宮崎駿の実質上のデビュー作は、NHKの30分間のアニメーションとして放映さ
れました。今からちょうど40年前の話です。私はそのころは大学生で、毎週
この放送を楽しみにしていました。原作は、アレグザンダー・ケイの「残され
た人々」ですが、内容は全然異なるもので、宮崎駿の世界といってよいでしょ
う。
核戦争後の世界を描いたもので、主人公のコナンとラナという女の子を中心に
話が展開していきます。このラナの女性像はその後、クラリスなどのキャラク
ターに活かされているのだと勝手に思っています。
さて、未来少年コナンは、子供向けに作られているのですが、大人でも十分に
鑑賞に堪える中身となっています。特にそのセリフで印象深いものがありまし
た。私にとって忘れられないのは以下のものです。
人間は一人で生きてはいけない。いや、一人で生きてはいけないのだ。
これは、コナンの育ての親である、おじいが死ぬときに言った言葉です。記憶
だけで書いていますので、正確かどうかはわかりませんが、このような意味
だったと思います。
今の時代から考えても、重い言葉だと思います。
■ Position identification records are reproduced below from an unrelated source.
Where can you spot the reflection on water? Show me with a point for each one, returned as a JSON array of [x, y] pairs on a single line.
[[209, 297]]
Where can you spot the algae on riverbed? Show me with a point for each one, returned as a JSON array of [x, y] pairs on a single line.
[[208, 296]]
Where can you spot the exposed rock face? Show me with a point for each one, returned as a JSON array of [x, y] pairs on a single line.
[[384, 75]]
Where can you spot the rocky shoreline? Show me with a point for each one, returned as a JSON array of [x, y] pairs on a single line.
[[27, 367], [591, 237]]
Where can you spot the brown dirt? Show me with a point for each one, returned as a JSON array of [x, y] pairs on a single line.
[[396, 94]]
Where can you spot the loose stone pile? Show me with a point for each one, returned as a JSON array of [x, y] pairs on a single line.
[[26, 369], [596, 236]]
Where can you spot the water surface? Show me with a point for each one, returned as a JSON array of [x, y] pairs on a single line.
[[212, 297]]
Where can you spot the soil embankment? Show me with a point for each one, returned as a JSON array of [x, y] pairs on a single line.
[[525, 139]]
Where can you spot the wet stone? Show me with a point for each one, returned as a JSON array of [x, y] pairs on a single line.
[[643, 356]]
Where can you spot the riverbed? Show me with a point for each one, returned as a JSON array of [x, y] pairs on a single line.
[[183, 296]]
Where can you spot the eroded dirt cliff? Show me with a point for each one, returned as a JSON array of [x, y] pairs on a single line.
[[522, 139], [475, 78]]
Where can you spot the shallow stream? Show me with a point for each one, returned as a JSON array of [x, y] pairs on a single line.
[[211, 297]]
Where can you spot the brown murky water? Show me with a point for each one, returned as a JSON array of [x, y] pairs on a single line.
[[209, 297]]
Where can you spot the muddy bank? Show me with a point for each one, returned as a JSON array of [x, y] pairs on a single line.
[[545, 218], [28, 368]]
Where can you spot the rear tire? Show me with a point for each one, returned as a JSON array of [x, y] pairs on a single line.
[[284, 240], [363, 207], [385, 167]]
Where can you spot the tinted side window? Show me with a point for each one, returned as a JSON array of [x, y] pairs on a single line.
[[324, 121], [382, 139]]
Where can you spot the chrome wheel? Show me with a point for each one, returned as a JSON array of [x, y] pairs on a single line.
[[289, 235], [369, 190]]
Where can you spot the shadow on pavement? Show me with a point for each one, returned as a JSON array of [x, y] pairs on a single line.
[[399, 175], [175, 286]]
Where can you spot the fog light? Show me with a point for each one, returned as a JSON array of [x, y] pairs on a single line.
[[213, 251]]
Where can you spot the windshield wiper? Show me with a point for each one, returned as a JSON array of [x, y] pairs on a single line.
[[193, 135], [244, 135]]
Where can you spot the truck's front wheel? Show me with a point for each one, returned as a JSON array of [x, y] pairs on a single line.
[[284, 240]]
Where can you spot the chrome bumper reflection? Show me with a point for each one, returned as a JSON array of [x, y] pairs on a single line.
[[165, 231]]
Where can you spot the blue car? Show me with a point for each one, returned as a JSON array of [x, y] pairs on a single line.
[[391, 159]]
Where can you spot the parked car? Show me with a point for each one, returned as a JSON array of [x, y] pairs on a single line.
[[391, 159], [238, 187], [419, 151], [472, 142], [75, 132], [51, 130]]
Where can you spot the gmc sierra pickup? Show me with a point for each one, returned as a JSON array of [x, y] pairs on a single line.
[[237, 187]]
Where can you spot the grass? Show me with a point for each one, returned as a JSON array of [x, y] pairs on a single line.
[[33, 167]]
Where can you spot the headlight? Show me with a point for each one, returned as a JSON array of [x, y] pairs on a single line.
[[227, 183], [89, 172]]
一人で生きていくことはでき
ない、とはよく言われる言い方ですが、現代では物理的には可能です。煩わし
さから、人と交わらず、孤立を望む人も多いのではないでしょうか。おじい
は、それではいけない、というのです。特に、コナンはおじい、と二人だけで
残され島で育ったので、人との交わりがなかったからこそ、そのような言い方
をしたのでしょう、あえて人と関われと。
今、自助、公助、共助という言葉が重要視されています。昔とは違い、人との
関わりが薄れ、コミュニティの存在もなくなりつつあります。同時に、人と関
わる術も持てなくなってきている状況の中、自分と他者をどのようにとらえ、
人ととのより良き生き方を模索することが、現代人の課題です。
たまたまTV番組表を見ていた時に、BSで未来少年コナンが放映されているのを
知り、なつかしさに筆を執りました。